Without seeing your code, my guess would be that you’re still sending text, as a null-terminated string. The maximum length of such string is always 1 less than its total length, as it always needs a place to store the 0x00 character.
If you look at the manual for slice, you’ll see it needs a start index and an end index. In the examples x is the start index. In my example:
var i = uint16(bytes.slice(0, 2)); // use bytes 0 and 1
var c = latLng(bytes.slice(2, 10)); // use bytes 2 thru 9
You could rewrite that to:
var x = 0;
var i = uint16(bytes.slice(x, x + 2));
x = x + 2;
var c = latLng(bytes.slice(x, x + 8));
x = x + 8;
...
Here is the Arduino code:
byte mydata[3];
uint16_t k;
// Prepare upstream data transmission at the next possible time.
Serial.print("\nReady to send string mydata “);
Serial.print(k);
Serial.println(” in DEC is: ");
LoraEncoder encoder(mydata);
encoder.writeUint16(k); //
LMIC_setTxData2(1, mydata, sizeof(mydata) - 1, 0);
Serial.println(F(“Packet queued”));
So, declaring memory space for just 2 bytes is good enough (you’re not sending a null-terminated string here, but just plain bytes that you encode yourself):
Well, that example does send a null-terminated string:
static uint8_t mydata[] = "Hello, world!";
Here, the text is 13 characters long, but the size of mydata will be 14, to add an 0x00 at the end. So, to only send the text without the trailing 0x00 character, sizeof(mydata) - 1 is needed.
The example would better use strlen((char *)mydata) to get the size up to the first 0x00 character. Or better yet: not send strings at all
At the end of this topics i would like to thank you to @arjanvanb for the useful advices and i would like to make short digest to be useful for the someone else also.
Here is the highlights:
before you send the data from the node you should pack it in packet as small as possible due to stay within fair policy BW use; so the best way is to code it and not to use for example ASCII text;
to code use code for Arduino and if you use “Convenience class LoraMessage” do not forget “LoraMessage message” at the beggining of the loop, otherwise your payload will grow every time as it will pass the loop ;-);
to decode message on TTN go to console/payload functions and in window of decoder copy src/decoder.js and at the end add for example “return decode(bytes, [uint16, temperature, humidity, uint16], [‘voltage’, ‘temperature’, ‘humidity’, ‘pressure’]);”
When everything work fine comes another question: how can i decrypt messages from two different nodes where one sending for example temperature and the other sending temperature and voltage?
You might be able to determine the difference by the size of what is received.
Alternatively what we did once when we had all kinds of different nodes, we added a leading byte describing what data was following.

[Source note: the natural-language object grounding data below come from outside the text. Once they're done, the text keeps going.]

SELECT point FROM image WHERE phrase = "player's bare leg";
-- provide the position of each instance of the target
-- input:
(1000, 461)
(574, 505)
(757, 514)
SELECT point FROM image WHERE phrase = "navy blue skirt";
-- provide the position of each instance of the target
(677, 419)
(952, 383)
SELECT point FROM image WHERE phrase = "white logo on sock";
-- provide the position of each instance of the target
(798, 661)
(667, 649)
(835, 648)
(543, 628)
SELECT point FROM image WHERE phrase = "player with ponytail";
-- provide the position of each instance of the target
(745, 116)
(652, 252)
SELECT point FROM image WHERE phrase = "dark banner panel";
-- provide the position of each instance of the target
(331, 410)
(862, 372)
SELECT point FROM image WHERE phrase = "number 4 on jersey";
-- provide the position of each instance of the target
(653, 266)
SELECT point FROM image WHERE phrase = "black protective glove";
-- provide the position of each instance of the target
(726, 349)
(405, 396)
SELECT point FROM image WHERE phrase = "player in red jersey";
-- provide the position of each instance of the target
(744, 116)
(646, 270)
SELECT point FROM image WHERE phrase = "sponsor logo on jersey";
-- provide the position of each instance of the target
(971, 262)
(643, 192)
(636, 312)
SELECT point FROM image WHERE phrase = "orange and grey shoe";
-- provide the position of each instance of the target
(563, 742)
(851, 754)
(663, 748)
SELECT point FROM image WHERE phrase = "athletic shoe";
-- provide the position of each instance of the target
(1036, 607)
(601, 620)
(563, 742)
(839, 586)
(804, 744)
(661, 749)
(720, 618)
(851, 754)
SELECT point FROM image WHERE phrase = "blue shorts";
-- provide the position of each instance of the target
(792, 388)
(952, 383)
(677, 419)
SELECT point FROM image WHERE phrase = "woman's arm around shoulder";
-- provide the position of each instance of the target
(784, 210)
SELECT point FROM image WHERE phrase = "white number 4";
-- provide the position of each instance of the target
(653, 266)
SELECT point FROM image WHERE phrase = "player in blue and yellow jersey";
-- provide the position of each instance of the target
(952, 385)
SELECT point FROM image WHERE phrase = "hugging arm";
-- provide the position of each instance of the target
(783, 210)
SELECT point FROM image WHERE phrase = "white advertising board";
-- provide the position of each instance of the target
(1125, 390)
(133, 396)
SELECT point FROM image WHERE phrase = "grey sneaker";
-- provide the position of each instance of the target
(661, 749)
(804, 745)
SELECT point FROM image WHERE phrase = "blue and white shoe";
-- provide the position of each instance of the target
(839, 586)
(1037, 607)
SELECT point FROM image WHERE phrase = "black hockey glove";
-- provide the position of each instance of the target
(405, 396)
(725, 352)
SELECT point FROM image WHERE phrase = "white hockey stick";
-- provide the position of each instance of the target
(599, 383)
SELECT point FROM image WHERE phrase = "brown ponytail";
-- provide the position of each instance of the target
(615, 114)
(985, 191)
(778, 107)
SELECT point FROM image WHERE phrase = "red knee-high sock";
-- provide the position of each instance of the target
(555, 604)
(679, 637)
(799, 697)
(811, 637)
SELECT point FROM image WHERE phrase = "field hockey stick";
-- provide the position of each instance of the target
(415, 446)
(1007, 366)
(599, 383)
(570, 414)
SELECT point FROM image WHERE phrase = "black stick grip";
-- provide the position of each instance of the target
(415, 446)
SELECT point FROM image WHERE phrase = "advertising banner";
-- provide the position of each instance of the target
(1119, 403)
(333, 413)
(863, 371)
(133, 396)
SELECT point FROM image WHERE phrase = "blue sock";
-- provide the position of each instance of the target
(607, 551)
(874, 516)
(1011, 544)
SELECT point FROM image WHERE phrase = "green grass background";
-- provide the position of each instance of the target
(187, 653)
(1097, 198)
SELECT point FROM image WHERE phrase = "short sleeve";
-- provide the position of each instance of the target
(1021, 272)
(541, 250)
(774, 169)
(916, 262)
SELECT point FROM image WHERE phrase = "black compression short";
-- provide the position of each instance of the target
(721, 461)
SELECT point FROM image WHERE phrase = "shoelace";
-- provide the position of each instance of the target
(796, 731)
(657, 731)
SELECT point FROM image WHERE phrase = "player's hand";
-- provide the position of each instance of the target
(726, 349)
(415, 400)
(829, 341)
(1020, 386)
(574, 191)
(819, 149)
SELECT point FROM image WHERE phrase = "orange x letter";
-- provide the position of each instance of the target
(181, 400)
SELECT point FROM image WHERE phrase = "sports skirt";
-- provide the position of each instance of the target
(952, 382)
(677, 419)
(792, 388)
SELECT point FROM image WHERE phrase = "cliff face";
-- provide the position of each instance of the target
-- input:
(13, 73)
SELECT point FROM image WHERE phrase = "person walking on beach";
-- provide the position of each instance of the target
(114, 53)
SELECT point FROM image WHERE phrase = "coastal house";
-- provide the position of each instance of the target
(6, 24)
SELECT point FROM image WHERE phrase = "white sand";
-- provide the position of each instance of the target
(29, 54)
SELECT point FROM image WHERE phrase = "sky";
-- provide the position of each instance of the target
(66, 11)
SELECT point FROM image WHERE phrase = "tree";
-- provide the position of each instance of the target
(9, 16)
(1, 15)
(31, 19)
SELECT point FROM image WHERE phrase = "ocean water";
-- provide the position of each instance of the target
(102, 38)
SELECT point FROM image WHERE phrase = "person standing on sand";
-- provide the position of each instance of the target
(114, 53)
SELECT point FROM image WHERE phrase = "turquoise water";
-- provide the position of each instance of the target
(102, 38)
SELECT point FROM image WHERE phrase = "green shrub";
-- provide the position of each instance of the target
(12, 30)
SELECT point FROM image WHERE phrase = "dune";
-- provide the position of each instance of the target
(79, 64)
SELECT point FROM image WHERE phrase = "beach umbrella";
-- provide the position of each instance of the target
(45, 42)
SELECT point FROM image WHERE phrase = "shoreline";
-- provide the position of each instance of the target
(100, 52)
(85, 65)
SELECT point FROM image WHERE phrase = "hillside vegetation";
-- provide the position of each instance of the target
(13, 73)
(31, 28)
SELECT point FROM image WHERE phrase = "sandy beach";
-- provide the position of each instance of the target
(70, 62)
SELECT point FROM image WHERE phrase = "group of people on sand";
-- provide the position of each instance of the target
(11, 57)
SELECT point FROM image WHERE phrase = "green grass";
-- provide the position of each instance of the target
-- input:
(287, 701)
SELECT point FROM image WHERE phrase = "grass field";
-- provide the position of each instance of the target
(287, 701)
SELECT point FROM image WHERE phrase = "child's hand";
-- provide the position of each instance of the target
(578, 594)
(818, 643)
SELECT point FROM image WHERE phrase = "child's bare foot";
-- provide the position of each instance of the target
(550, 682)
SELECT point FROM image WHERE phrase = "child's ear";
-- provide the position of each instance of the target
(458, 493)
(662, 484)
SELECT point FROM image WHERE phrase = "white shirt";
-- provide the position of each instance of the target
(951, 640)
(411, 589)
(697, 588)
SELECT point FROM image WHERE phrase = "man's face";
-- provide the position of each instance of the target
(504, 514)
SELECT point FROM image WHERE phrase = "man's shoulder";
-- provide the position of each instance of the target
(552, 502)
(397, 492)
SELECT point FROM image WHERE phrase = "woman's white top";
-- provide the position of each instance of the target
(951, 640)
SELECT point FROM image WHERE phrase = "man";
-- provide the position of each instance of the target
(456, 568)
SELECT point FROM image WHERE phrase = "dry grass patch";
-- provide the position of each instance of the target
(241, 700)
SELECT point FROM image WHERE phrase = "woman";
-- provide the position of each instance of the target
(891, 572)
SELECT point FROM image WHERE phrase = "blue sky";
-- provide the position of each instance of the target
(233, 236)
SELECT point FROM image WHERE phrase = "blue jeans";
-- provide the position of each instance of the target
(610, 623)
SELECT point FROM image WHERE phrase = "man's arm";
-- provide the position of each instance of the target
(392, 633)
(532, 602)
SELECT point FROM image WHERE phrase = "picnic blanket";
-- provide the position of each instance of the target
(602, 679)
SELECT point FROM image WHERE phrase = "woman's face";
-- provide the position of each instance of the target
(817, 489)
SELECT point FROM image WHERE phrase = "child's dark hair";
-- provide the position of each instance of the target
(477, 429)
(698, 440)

I.e. 0x00 for temp 2 bytes (total of 3 bytes), 0x01 for temp 2 bytes plus voltage 1 byte. Etc.
Please help me with decoding data. I have this payload:
05 0A EF 22 28
where 050A is 2565 (this is temperature in celsius / 100)
where EF22 is 8944 (this is pressure in hPa, subtracted 900 and multiplied with 100)
where 28 is 40 (humidity in %)
This is decoder script but beggining is wrong.
function Decoder(bytes) {
var temperature = bytes[0];
var pressure = bytes[2];
var humidity = bytes[4];
dekodovana_teplota = temperature / 100;
dekodovany_tlak = (pressure / 100) + 900;
return {
teplota: dekodovana_teplota,
tlak: dekodovany_tlak,
vlhkost: humidity
}
}
The first two values use two bytes each. The decoder won’t automatically add the other bytes for you. So, you’d need:
// LSB (least significant byte first):
var temperature = bytes[1]<<8 | bytes[0];
var pressure = bytes[3]<<8 | bytes[2];
Also, to support negative temperatures, you’ll want to read my notes about sign-extension above, and use:
// LSB (least significant byte first) and sign-extension to get 4 bytes
// for proper decoding of negative values:
var temperature = bytes[1]<<24>>16 | bytes[0];
if you are an idiot like me and need to decode some text, paste this into your decoder payload function section.
this took me 2 hours to figure out. hope it saves you an hour and 55 minutes.
function Decoder(bytes, port) {
// Decode plain text; not recommended
var text = String.fromCharCode.apply(null, bytes);
return{
text: text,
}
}
hello, have you any example please of converting a text in bytes. I’m trying to do so with c++ on raspberry but fail!
The purpose is to send some informations of macaddress of conneted devices.
My string looks like: “54:65:00:AF:99 \n 78:87:09:AR:90 …” i get it in std::string format and i want to split it into bytes[]. thanks!